Psychometric properties of the Vertigo symptom scale – Short form

Kjersti Wilhelmsen* 1,2 email, Liv Inger Strand* 1,3 email, Stein Helge G Nordahl2 email, Geir Egil Eide4 email and Anne Elisabeth Ljunggren1 email

1Department of Public Health and Primary Health Care, Section for Physiotherapy Science, University of Bergen, Norway

2National Centre for Vestibular Disorders, Department of Otorhinolaryngology/Head and Neck Surgery, Haukeland University Hospital, Bergen, Norway

3Department of Physical Therapy, Haukeland University Hospital, Bergen, Norway

4Centre for Clinical Research, Haukeland University Hospital, and Department of Public Health and Primary Health Care, University of Bergen, Norway

author email corresponding author email* Contributed equally

BMC Ear, Nose and Throat Disorders 2008, 8:2doi:10.1186/1472-6815-8-2

Published: 27 March 2008

Abstract

Background

The aim of the study was to examine the psychometric properties of the Vertigo symptom scale – short form (VSS-SF), a condition-specific measure of dizziness, following translation of the scale into Norwegian.

Methods

A cross-sectional survey design was used to examine the factor structure, internal consistency and discriminative ability (sample I, n = 503).
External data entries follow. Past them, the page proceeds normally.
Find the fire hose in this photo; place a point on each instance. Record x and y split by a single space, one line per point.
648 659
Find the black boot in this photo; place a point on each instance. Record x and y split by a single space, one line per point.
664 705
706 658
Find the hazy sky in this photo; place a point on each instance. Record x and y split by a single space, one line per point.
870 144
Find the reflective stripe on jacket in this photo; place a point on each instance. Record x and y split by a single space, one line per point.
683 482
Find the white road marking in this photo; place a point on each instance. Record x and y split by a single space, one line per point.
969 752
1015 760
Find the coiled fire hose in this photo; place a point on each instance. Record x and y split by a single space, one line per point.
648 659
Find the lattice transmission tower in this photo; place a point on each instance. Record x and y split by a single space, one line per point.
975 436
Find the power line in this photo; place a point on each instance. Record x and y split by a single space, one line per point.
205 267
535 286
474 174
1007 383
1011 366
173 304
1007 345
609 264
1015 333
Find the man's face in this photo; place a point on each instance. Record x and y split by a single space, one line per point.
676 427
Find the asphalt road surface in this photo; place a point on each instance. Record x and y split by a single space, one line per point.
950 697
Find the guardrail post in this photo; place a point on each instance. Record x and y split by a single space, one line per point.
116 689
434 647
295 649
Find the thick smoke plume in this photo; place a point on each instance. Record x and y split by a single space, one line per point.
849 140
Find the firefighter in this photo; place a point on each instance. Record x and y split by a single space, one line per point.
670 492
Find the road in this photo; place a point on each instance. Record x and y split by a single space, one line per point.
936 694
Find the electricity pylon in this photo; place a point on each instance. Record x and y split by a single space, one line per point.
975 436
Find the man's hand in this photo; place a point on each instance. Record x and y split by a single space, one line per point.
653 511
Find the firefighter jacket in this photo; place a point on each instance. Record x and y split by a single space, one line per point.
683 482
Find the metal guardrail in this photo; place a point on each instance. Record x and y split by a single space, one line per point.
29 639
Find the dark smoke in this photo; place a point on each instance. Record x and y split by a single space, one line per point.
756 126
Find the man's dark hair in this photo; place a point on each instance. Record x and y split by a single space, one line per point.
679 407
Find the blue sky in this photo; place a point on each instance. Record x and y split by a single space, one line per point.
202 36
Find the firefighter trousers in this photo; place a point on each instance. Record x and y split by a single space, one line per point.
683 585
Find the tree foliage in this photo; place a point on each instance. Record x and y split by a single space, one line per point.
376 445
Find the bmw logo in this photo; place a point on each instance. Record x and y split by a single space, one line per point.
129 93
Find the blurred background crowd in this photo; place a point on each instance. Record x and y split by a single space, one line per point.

A cross-sectional pre-intervention design was used to examine the construct validity (sample II, n = 36) of the measure and a test-retest design was used to examine reliability (sub-sample of sample II, n = 28).

Results

The scree plot indicated a two factor structure accounting respectively for 41% and 12% of the variance prior to rotation. The factors were related to vertigo-balance (VSS-V) and autonomic-anxiety (VSS-A). Twelve of the items loaded clearly on either of the two dimensions, while three items cross-loaded. Internal consistency of the VSS-SF was high (alpha = 0.90). Construct validity was indicated by correlation between path length registered by platform posturography and the VSS-V (r = 0.52), but not with the VSS-A. The ability to discriminate between dizzy and not dizzy patients was excellent for the VSS-SF and sub-dimension VSS-V (area under the curve 0.87 and 0.91, respectively), and acceptable for the sub-dimension VSS-A (area under the curve 0.77). High test-retest reliability was demonstrated (ICC VSS-SF: 0.88, VSS-V: 0.90, VSS-A: 0.90) and no systematic change was observed in the scores from test to retest after 2 days.

Conclusion

Using a Norwegian translated version of the VSS-SF, this is the first study to provide evidence of the construct validity of this instrument demonstrating a stable two factor structure of the scale, and the identified sub-dimensions of dizziness were related to vertigo-balance and autonomic-anxiety, respectively. Evidence regarding a physical construct underlying the vertigo-balance sub-scale was provided. Satisfactory internal consistency was indicated, and the discriminative ability of the instruments was demonstrated. The instrument showed satisfactory test-retest reliability.